Northen Spirit, what was the outcome of the court? did you guys go on the holiday or claim costs in court?

Im just wondering because I fully expect the same silly games next month when we go on holiday. Thankfully I dont need her permission to go abroad and had the holiday put in the order but I bet my right arm she'll find a way to screw it up.

NorthernSpirit · 11/05/2018 13:43

@Bobby1233 - in this case the EW had agreed the holiday (in writing via email) and has flight times, knew where the children woukd be staying. It was all agreed at least 4 months before.

My OH was due to collect the children at 6am the next morning to take them to the airport. At 10pm the night before she emailed my OH to say that the children wouldn’t be going as she wasn’t happy that I was going (and in her words the children woukd be with a woman they hardly knew). I had been with my OH 18 months and known the children for 10 months. We were visiting and staying with the children’s grandparents in France for a week.
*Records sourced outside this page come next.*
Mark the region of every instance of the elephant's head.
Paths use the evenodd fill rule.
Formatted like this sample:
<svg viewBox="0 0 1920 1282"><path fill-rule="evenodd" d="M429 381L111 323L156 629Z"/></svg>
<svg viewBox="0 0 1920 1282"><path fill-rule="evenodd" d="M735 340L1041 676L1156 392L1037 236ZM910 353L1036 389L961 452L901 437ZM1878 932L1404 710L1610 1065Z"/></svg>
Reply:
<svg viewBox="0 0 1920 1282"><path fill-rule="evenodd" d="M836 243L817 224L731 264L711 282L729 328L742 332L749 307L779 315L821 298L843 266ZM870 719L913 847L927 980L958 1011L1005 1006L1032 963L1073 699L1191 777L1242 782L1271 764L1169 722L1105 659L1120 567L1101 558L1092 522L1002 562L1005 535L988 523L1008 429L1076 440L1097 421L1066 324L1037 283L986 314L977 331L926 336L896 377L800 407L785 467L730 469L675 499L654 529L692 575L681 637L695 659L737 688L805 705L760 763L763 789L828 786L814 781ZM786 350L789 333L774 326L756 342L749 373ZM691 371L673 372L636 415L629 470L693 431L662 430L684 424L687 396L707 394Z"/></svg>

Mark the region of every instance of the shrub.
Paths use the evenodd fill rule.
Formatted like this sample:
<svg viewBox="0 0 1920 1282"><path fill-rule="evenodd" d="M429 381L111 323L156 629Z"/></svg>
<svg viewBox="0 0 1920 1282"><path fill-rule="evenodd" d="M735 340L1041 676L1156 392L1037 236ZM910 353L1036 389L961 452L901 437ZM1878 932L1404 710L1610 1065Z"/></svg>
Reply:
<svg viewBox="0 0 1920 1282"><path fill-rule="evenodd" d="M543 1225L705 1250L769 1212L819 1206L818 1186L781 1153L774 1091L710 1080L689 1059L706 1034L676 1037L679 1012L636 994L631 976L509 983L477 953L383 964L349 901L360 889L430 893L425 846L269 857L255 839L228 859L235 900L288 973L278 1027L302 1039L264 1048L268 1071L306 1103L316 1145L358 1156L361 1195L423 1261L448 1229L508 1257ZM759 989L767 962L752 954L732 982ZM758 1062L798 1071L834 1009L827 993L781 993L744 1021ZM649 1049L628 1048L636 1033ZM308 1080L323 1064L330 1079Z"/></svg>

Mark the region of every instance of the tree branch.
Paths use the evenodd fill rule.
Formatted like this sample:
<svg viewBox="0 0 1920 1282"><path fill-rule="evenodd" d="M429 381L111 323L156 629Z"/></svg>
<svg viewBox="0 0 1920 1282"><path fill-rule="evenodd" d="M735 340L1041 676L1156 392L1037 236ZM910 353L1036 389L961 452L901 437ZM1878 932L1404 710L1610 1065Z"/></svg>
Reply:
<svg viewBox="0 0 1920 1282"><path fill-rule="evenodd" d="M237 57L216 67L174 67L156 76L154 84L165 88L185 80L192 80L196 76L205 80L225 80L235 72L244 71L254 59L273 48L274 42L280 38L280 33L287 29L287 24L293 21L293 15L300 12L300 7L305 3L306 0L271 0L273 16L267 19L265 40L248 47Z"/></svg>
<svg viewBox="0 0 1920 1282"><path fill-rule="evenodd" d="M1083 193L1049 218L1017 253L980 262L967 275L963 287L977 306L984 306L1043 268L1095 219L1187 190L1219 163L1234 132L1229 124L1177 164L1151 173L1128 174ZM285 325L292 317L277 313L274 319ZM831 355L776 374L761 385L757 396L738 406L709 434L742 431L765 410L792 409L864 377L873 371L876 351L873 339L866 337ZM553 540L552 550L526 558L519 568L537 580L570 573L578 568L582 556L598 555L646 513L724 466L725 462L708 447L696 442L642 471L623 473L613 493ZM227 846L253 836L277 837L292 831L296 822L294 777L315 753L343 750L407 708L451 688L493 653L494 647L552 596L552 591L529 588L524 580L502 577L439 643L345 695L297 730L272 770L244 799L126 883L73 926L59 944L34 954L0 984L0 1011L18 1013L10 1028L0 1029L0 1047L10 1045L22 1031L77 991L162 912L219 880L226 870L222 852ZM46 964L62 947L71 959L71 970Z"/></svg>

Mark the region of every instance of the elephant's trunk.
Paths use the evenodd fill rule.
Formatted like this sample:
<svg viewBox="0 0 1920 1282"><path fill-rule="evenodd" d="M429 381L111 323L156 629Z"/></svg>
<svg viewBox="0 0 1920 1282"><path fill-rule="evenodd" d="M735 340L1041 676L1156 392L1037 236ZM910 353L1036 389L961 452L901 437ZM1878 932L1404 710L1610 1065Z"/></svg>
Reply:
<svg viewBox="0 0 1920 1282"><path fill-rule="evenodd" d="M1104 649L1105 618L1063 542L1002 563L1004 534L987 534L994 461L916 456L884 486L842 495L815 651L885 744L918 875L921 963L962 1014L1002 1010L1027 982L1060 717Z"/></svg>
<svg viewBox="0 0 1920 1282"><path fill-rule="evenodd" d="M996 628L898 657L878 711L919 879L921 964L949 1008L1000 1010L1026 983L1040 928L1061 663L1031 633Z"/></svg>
We went (it was his mothers 70th birthday that day). My OH was a broken man.

My OH took her to court for breaching their contact order (which says he can take the children on holiday). Of course she had already agreed.

The judge came down on her (as she deserved). He involved social services and she was forced to go on a parenting course. He said that if she did something like this again he would take the children off her and they would live with the dad. I should add this wasn’t the first time she had been back to court for breaching the contact order.

My OH was awarded the cost of the children’s holiday. The EW kicked off about how selfish that was to take the children’s maintenance to pay for it. She’s bat shit I should add.

In your case I woukd write to her with all the details and explain as it’s in your contact order if she doesn’t agree to anything then to voice it now as you hope not to have to take this to court.

Good luck

Bobby1233 · 11/05/2018 14:03

Thanks Northen Spirit, I appreciate you telling me that. Normal, reasonable or communicative doesnt work with my ex. She is way too entitled and power hungry to have an adult conversation.
Im afraid she is far far more devious than that. Whatever the reason for stopping the holiday, it will be well thought out and executed with scary precision. This will be the third cancelled holiday due to her games. She knows Id never go on holiday without my DD, the only time the ex is happy when she causes me pain. This time the holiday is expensive so I want to go after the costs.

NorthernSpirit · 11/05/2018 17:35

@Bobby1233 - if she’s got previous on stopping holidays (what sort of mother does that to her own children)? Then I woukd get a ‘specific issues order’ from the court to prevent her games. It costs £215 and you can represent yourself. Will stop get control.

She sounds like my OH’s EW. Since the threat by the judge that he woukd take the children off her - any messing around on the contact by OH tells her that I’d she does that then he will take her back to court. Stops her.

Bobby1233 · 12/05/2018 09:40

Thanks again. We now have a joint residence order and this specific holiday is stipulated in the order but she refuses to hand the passport back now. She fought hard against it because, despite last year going abroad while dd was with me she claims “it will be too long away from Mum”. It’s just control and spite. I’m just happy to see the courts will do something about it if she does it again this time.